If all that sounds hostile, it isn’t meant to be. We’re seeing a rapid evolution and frankly death of the mainline Episcopal Church as it seeks to accommodate modernity. As that happens, some individual Catholics will come on board, as there always have been Catholics who would do that. Indeed, the entire original Anglican Church was made up of Catholics, after all. But the long term trend line is pretty clear. Even other Protestant groups see that. Last year the big downtown Presbyterian Church here put up a huge banner facing the Episcopal Church with the worlds “Join An Authentic Church” on it. It’s pretty clear whom they were seeking to recruit.
Pronouncements made in a civil context by the world cannot be ignored, but can be resisted.
Pronouncements made inside of your own church by church authorities cannot really be ignored, can they? It seems there would be a true head in the sand aspect to that.
If this makes you uncomfortable, allow me to suggest it should make you uncomfortable. Discomfort should bring reflection, and here, I guess, in terms of attachment, recall Christ’s discussion of father against mother, etc.
I don’t honestly know much about how Episcopalians deal with their church politics. The whole latitudinarian schema of your church puzzles me in the first place. :shrug: (How do you guys recognise the episcopacy of Bishop John Shelby Spong, BTW?)

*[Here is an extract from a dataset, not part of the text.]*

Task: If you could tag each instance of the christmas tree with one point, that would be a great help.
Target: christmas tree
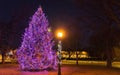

But somehow, given the “in your face” attitude that’s been taken by gay lobbyists on this issue, including our beloved emp- president, my guess would be:
I’m so attached to my parish church that the specter of having to distance myself from it is…most, most unwelcome.
On the other hand, I sympathise with you. And I hope your pastor sticks close to moral truth and goodness.
In the meantime, the most important thing is we are all Christ’s Body, and what a joy that is.
It is, indeed, a joy. What a joy it is, or ought to be, to instruct the ignorant, admonish sinners, comfort the sorrowful, forgive injuries, and bear wrongs patiently. And, of course, to pray for the living and the dead.